La poca literatura que sobrevive al siglo veinte es la de los libros de antropología anteriores a la dictadura de la corrección política. No conozco a nadie que le hinque el diente a Sartre, aquel buda bisojo a cuya cueva arrastró Juanito Goytisolo a Cela para que le firmara una botella de Anís del Mono, pero tengo un vecino que se lo está pasando bomba con «La rama dorada» de Frazer.
Jack Randolph Conrad es un antropólogo yanqui pasado por la piedra del psicoanálisis que en 1950 vino a España a estudiar la corrida de toros. Siete años después publicó «El cuerno y la espada», el libro más interesante sobre la cultura del toro -por eso no se había traducido al español hasta ahora: lo han hecho la Maestranza y la Universidad de Sevilla- que uno haya leído.
En mitad del espectáculo (pinturas de la Edad de Piedra, toros barbudos de Mesopotamia, «toro de toros» de India, Apis de rayo de luna de Egipto, himnos y liturgias de Levante, corridas de Creta, misterios dionisiacos de Grecia, Mitra y arenas de Roma...), J. R. Conrad hace una observación formidable:
-El hecho de que durante miles de años los hombres hayan adorado al toro como padre de los dioses y como autor de la vida misma es una creencia con tanta intriga que no puede despacharse diciendo mientras se levanta una ceja «pero vivían en el error».

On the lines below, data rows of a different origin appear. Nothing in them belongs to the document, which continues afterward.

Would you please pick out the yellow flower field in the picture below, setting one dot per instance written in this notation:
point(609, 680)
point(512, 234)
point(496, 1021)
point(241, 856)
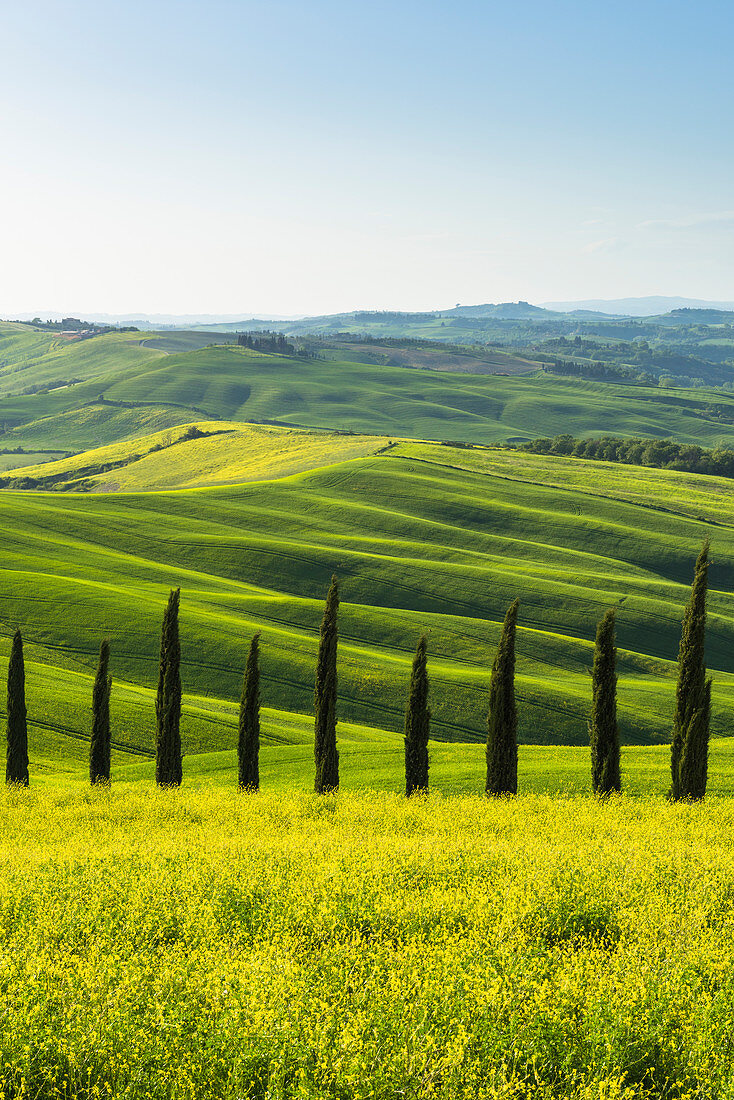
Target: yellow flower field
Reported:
point(206, 944)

No. Pero así, levantando una ceja, es como el habitante por accidente de La Moncloa viene despachando las tres cosillas -familia, Estado y religión- que, de dar crédito a la hipótesis de J. R. Conrad, son los que nos hacen a los españoles ir a los toros.
El individualismo español, y aquí seguimos a J. R. Conrad (con quien Alfredo Valenzuela ha conseguido hablar, y publica mañana la entrevista en ABC de Sevilla), es un producto primario de la familia española, que es una familia sin padre: ocupado éste en buscar el sustento familiar, pasa poco tiempo con los hijos, que ven en él a un intruso y rival para el afecto materno.
-La manifestación más chocante de individualismo en el varón español es el desafío de la autoridad bajo cualquiera de sus formas.
Para probar este individualismo, J. R. Conrad tira de Ellis, de Ortega, de Unamuno y de Madariaga, que recuerda que la doctrina de la objeción de conciencia, que desafía a la autoridad, fue acuñada por un jurista español, el padre Vitoria. A los toros vamos, pues, a dar testimonio de nuestra resistencia a las fuerzas de autoridad que nos rodean.
-Pero no hay virtud alguna en el aborrecimiento del toreo. Sentir náuseas del espectáculo supone un desequilibrio en otra dirección. Si no nos gusta ver a la autoridad establecida desafiada por el individuo, si somos dados a sentir que nuestros padres, nuestros patronos, nuestros líderes son sacrosantos y libres de crítica, entonces condenaremos violentamente la corrida de toros.